Em Junho de 2011, em vésperas da derrocada iminente do Governo socialista, Vasco Graça Moura – esse princípe das Letras, também polemista de verbo afiado, prematuramente desaparecido – escreveu no DN que «Portugal não pode ter um Governo que, além de obscenamente incompetente, escamoteie as obrigações negociadas com a troika e assumidas perante a comunidade internacional. Dessas obrigações e do que significam, o PS, o seu líder e os seus aflautados tenorinos nem falam. Nem da bancarrota».

Estávamos assim. Aproximavam-se, então, as legislativas que ditariam a queda aparatosa de José Sócrates.
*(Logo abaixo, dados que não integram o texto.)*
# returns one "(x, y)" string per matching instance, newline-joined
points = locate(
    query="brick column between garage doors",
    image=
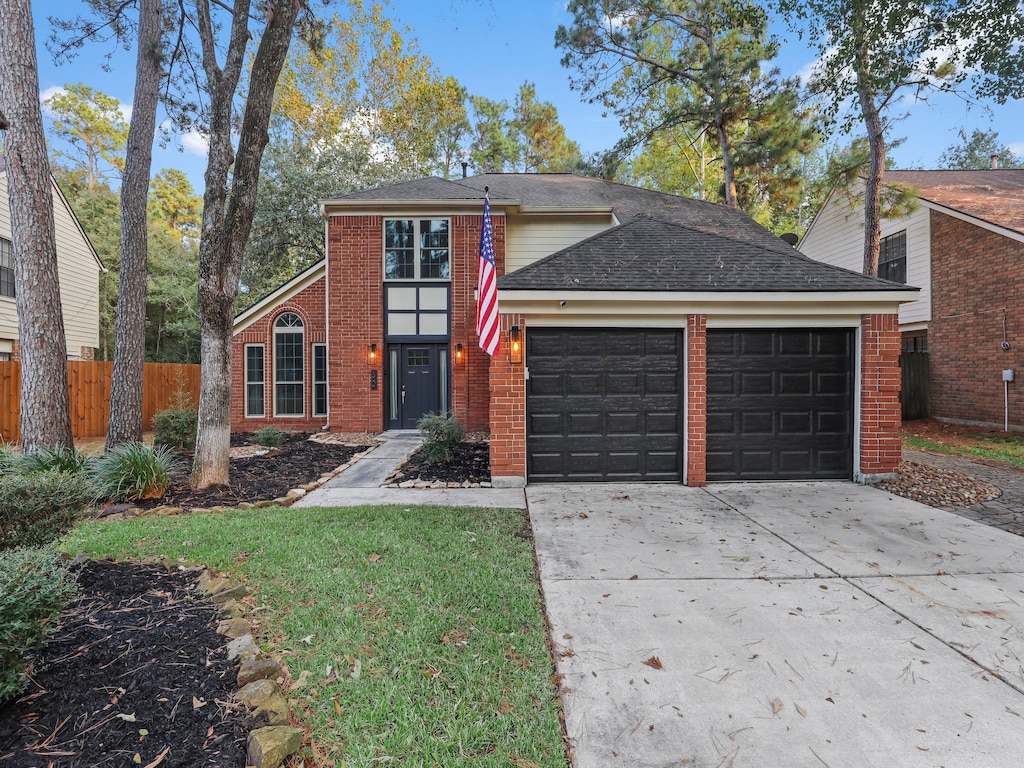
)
(508, 411)
(696, 399)
(880, 386)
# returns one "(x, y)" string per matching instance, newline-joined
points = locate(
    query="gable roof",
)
(995, 196)
(646, 254)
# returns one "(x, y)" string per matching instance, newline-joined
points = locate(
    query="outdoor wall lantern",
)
(515, 345)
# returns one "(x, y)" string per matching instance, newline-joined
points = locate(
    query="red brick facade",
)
(880, 385)
(508, 408)
(977, 286)
(696, 399)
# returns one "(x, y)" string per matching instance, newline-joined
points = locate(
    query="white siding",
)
(837, 237)
(78, 272)
(530, 238)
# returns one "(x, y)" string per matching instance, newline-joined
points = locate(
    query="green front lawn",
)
(1009, 449)
(413, 635)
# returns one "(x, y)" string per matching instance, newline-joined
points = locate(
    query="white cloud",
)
(196, 142)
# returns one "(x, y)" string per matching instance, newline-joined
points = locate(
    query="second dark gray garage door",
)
(779, 404)
(603, 404)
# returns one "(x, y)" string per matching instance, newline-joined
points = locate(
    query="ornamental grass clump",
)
(441, 435)
(132, 471)
(35, 587)
(38, 507)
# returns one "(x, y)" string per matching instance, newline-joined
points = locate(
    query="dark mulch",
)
(134, 674)
(471, 462)
(295, 462)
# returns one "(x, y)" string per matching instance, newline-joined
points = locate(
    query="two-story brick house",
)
(644, 336)
(964, 247)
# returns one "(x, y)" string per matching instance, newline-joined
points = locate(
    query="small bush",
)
(58, 459)
(132, 471)
(267, 436)
(36, 508)
(441, 435)
(175, 428)
(35, 587)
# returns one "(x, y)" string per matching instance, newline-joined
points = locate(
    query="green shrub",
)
(35, 587)
(441, 435)
(132, 471)
(38, 507)
(175, 427)
(267, 436)
(58, 459)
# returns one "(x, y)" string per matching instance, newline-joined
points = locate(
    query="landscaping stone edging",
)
(270, 739)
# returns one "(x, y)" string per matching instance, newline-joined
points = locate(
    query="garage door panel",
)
(791, 416)
(619, 414)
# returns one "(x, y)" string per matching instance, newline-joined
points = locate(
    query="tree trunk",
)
(877, 147)
(226, 226)
(45, 418)
(125, 423)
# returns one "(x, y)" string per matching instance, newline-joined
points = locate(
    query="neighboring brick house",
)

Incorrigível, já se pavoneia por aí, utilizando sem pudor a RTP – uma obscenidade –, agora de braço dado com Francisco Assis, ainda convencido de uma mais-valia que ele não tem. 

Quase a emancipar-se da troika, e antes das eleições europeias, o Governo coligiu medidas que, mesmo atabalhoadas, abalaram as oposições.
Ao encenar a ‘saída limpa’, Passos Coelho imitou a Irlanda, afirmando que o país anda por si. Oxalá não se engane. Com uma dívida pública superior a 130% e os credores atentos, os truques de ilusionismo perderam a virtude. À cautela, convirá ter à mão a ‘carta de conforto’ dos financiadores. E la nave va…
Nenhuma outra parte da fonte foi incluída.